Peristiwa tersebut kemudian diceritakan korban kepada bibinya, yang selanjutnya menyampaikan informasi itu kepada orang tua korban. Merasa keberatan atas dugaan peristiwa yang dialami anaknya, pihak keluarga akhirnya melaporkan kasus tersebut ke Polres Buleleng.

Laporan tersebut telah teregistrasi dengan Nomor LP/B/187/VII/2026/SPKT/Polres Buleleng/Polda Bali tertanggal 6 Juli 2026 dan saat ini sedang diproses sesuai ketentuan hukum yang berlaku.

Iptu Yohana Rosalin Diaz menegaskan bahwa penyidik masih melakukan pendalaman terhadap seluruh fakta yang diperoleh selama proses penyelidikan.

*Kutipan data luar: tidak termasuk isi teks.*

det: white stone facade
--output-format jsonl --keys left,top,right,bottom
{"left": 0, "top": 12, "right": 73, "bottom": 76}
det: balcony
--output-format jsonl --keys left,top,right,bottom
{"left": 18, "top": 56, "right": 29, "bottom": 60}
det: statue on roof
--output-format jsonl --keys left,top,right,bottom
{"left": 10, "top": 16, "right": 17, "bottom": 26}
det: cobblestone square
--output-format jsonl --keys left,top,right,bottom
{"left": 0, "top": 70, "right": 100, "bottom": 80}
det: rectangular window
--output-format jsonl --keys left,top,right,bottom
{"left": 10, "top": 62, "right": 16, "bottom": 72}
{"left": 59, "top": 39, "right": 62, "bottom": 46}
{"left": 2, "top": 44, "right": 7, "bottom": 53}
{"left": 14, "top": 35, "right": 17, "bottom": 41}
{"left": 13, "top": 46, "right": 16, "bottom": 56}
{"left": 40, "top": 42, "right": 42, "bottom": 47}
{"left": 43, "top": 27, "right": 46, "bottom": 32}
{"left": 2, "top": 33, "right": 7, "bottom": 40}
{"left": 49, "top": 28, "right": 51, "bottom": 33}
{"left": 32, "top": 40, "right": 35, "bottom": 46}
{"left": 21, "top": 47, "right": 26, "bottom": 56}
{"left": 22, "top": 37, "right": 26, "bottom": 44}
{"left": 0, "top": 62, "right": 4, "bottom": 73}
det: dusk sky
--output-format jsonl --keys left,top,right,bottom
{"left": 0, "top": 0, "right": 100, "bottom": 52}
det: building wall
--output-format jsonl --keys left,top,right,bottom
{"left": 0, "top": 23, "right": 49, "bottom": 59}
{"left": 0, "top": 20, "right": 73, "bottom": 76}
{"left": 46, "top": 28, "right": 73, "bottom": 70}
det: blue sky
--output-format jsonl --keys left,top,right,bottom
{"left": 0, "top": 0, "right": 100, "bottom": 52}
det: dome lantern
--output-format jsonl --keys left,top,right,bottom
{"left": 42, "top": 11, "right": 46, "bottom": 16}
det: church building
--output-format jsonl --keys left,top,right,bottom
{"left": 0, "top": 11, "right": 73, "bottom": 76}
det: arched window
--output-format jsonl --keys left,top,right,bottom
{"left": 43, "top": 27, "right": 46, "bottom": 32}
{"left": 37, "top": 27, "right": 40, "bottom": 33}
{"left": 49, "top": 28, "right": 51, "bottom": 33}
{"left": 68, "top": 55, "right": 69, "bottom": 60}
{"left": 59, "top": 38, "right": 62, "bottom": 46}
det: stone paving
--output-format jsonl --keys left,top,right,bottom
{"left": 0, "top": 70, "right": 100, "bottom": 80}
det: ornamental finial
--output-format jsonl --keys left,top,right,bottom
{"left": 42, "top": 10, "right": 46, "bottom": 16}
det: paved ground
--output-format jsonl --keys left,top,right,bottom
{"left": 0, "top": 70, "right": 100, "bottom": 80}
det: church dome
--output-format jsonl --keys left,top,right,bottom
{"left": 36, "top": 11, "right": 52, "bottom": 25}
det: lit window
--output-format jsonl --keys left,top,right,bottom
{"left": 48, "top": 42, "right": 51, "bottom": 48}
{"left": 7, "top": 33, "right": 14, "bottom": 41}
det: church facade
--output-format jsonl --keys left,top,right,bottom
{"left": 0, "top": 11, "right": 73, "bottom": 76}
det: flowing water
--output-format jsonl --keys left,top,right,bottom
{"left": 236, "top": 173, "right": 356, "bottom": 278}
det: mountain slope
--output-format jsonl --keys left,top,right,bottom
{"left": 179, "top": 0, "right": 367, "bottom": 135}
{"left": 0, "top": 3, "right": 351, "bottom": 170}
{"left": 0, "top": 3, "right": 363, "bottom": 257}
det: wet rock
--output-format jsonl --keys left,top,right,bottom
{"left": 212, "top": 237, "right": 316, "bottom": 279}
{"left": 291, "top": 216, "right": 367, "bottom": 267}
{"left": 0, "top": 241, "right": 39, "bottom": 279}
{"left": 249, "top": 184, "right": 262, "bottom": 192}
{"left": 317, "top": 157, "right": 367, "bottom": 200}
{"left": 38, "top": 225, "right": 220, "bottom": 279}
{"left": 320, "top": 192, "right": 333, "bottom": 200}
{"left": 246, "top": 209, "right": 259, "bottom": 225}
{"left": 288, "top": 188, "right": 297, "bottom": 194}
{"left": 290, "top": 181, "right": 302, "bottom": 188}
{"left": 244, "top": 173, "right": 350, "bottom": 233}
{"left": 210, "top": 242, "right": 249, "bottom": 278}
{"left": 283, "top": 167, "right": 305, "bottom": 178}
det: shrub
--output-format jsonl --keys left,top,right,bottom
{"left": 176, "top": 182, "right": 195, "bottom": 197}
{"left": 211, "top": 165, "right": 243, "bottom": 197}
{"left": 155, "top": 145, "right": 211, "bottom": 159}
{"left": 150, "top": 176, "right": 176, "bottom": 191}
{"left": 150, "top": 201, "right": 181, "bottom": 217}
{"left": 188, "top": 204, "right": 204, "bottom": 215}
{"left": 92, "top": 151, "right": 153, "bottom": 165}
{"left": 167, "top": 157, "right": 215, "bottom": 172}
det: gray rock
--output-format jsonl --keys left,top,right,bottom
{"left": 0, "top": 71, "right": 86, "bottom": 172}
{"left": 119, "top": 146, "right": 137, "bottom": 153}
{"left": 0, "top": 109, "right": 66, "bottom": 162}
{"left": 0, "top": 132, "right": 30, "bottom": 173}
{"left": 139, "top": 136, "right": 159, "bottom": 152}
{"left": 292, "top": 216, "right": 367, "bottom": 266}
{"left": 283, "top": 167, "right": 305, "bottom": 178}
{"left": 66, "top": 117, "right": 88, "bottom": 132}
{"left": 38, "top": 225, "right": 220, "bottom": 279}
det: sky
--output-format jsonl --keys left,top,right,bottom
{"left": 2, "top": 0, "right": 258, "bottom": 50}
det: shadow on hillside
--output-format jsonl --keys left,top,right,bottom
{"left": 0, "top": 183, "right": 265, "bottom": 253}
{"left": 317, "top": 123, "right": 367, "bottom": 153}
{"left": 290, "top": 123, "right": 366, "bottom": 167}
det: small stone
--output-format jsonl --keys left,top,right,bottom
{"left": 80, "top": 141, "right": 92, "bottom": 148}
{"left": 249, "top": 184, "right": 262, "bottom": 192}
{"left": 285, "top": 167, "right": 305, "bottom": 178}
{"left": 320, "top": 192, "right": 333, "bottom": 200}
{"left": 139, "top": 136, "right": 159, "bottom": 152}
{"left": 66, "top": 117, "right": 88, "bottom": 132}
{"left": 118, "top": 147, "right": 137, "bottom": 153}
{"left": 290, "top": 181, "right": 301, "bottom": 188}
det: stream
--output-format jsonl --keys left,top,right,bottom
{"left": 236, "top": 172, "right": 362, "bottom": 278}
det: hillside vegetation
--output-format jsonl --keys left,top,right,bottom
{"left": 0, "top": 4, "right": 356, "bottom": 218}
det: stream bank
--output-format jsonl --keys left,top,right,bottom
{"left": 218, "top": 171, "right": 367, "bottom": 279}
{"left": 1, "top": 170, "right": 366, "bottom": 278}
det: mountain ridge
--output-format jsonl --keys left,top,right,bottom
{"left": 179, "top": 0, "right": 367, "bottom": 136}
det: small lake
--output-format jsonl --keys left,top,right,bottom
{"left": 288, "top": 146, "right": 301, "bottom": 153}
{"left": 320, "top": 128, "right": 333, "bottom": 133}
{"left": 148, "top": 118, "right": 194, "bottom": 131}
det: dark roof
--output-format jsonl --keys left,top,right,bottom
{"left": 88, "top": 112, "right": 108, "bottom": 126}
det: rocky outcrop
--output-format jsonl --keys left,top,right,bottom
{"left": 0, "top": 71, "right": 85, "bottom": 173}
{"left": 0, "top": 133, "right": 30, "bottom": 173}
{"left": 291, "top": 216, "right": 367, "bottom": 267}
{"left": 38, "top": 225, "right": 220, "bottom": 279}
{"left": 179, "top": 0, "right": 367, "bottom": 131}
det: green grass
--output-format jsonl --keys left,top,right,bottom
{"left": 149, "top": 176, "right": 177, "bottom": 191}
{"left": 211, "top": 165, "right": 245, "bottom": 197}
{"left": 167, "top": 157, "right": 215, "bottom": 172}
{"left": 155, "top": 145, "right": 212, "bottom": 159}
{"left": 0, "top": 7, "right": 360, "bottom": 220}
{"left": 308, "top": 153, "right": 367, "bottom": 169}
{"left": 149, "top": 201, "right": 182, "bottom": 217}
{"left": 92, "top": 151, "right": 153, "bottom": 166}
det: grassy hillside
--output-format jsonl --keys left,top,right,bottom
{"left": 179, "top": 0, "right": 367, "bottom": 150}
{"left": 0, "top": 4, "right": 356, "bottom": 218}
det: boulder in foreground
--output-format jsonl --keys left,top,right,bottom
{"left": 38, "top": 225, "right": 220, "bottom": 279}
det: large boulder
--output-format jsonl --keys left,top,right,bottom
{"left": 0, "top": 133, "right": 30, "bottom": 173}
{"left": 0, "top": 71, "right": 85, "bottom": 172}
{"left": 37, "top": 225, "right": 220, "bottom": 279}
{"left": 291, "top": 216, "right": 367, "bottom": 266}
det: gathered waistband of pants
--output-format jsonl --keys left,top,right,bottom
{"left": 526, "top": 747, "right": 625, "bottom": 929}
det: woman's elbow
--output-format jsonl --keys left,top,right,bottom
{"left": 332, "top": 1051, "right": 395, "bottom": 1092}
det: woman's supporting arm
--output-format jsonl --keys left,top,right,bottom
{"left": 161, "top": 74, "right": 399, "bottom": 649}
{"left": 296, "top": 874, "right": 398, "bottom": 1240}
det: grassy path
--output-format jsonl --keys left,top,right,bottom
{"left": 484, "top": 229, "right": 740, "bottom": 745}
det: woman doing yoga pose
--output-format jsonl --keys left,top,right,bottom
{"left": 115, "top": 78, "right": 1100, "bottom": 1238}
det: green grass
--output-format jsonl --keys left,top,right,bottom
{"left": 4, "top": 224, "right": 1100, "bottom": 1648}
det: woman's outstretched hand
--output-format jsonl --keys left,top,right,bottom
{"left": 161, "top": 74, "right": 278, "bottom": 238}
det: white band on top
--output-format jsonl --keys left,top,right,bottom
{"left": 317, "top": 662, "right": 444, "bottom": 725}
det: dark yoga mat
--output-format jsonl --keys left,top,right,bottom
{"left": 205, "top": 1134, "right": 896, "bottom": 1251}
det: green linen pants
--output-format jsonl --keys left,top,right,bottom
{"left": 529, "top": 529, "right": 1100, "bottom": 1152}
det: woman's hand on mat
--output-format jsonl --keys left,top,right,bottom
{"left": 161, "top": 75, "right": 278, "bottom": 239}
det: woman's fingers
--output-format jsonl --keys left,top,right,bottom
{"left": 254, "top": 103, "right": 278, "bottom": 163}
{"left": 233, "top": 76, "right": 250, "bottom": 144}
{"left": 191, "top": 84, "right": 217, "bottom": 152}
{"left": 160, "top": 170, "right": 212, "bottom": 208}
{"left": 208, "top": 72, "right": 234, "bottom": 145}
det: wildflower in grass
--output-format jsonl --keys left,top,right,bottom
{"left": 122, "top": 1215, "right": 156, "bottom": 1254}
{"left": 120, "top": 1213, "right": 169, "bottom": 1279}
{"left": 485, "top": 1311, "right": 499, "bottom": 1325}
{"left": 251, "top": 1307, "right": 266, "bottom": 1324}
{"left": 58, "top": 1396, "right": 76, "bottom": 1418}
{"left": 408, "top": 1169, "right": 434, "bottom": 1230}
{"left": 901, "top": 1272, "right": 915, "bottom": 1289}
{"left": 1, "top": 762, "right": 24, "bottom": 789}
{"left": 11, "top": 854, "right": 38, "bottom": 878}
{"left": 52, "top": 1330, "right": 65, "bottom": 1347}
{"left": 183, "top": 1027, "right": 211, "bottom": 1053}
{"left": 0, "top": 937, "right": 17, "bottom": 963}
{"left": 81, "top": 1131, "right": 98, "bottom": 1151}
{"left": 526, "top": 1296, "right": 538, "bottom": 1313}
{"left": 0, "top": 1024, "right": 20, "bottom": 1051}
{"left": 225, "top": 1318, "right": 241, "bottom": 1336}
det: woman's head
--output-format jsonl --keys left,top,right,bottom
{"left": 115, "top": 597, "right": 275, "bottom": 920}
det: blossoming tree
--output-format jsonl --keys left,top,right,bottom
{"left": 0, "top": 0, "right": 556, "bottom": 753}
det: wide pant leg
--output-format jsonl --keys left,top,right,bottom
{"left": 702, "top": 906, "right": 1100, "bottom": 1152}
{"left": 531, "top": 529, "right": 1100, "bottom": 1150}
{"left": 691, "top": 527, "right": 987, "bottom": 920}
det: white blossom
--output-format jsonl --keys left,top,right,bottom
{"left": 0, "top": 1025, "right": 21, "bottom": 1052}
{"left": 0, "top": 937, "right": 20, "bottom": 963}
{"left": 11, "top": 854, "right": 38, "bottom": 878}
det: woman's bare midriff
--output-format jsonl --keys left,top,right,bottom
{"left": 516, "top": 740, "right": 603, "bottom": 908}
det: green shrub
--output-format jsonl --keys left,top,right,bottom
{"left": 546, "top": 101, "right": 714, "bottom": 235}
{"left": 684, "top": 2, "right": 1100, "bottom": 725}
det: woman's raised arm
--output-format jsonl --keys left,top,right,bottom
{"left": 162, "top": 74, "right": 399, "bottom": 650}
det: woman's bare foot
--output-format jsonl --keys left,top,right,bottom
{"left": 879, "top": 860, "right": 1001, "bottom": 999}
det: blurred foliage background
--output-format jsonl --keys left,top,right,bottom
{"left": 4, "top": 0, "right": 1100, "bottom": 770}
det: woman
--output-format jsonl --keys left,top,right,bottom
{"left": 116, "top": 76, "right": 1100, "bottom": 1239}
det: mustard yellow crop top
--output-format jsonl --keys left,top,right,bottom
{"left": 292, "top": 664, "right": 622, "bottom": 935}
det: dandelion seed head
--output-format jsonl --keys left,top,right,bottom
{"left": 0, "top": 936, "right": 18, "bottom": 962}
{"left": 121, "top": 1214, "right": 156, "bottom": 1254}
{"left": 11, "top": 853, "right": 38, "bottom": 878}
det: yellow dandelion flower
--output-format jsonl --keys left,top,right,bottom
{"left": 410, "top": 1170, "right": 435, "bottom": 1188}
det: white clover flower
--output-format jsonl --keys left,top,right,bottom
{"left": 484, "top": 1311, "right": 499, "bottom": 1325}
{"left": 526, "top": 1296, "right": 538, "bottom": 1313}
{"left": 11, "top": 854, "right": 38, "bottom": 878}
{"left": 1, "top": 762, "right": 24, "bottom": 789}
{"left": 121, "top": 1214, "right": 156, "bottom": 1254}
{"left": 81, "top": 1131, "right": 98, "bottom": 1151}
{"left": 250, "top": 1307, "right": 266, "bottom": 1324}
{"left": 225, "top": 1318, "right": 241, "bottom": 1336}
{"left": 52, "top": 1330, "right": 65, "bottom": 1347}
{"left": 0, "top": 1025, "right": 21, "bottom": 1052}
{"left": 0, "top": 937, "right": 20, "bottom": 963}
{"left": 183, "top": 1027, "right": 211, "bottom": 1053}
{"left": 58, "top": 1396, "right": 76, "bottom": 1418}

“Penyidik Unit PPA masih terus mendalami seluruh keterangan dari korban, saksi-saksi, maupun alat bukti lainnya. Setiap tahapan dilakukan secara profesional, objektif, dan mengedepankan prinsip perlindungan terhadap anak sebagai korban,” ujar Iptu Yohana.

Ia menambahkan, kepolisian belum dapat menyampaikan kesimpulan terkait perkara tersebut karena proses penyidikan masih berlangsung. Seluruh informasi akan diuji berdasarkan alat bukti yang sah sesuai ketentuan peraturan perundang-undangan.

“Kami mengimbau masyarakat untuk memberikan ruang bagi penyidik dalam bekerja serta tidak berspekulasi terhadap perkara yang masih berproses. Polres Buleleng berkomitmen menangani setiap laporan yang berkaitan dengan perempuan dan anak secara serius, profesional, serta sesuai prosedur hukum yang berlaku,” tambahnya.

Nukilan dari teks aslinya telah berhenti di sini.